Members of the North Korean female music group Moranbong Band arrive at a hotel after concert rehearsal on December 11, 2015 in Beijing, China.
Photography by ChinaFotoPress via Getty Images
By Valentina Zarya
December 11, 2015

What do you get when you combine South Korea’s pop music with North Korean totalitarian dictatorship? The Moranbong Band, a pop group with striking similarities to a military orchestra (think: absolute structure, harmony, and national anthems).

North Korea’s version of the Spice Girls is a collective of about two dozen female musicians, each of whom wear identical Soviet-style uniforms during performances. Seeing them them on stage is like going back in time to the 80s: a time of bad hair, lots of synth, and, well, communism. Song titles include: “My Country is the Best!”, “Let’s Support Our Supreme Commander in Arms”, and “Do Prosper, Era of the Workers’ Party.”

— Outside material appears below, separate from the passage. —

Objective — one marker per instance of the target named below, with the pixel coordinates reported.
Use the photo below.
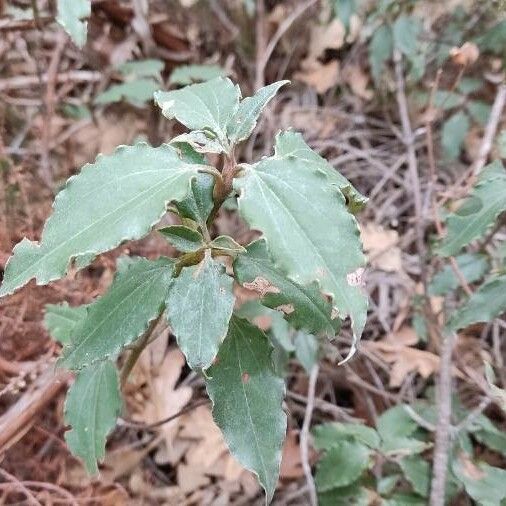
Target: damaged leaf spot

According to the New York Times, Moranbong is a favorite of North Korea’s leader Kim Jong-un, and each member is rumored to have been handpicked by him. Now, the band is off to Beijing for a weekend of “friendship performances” meant to improve North Korea’s relations with China.

The Times reports that Hua Chunying, a Foreign Ministry spokeswoman, said about the visit: “The good-will visit and performance of Democratic People’s Republic of Korea art groups in China are not within the remit of the Foreign Ministry.” However, she noted that “state-to-state exchanges and cooperation in various forms will help increase mutual understanding and friendship between the peoples.”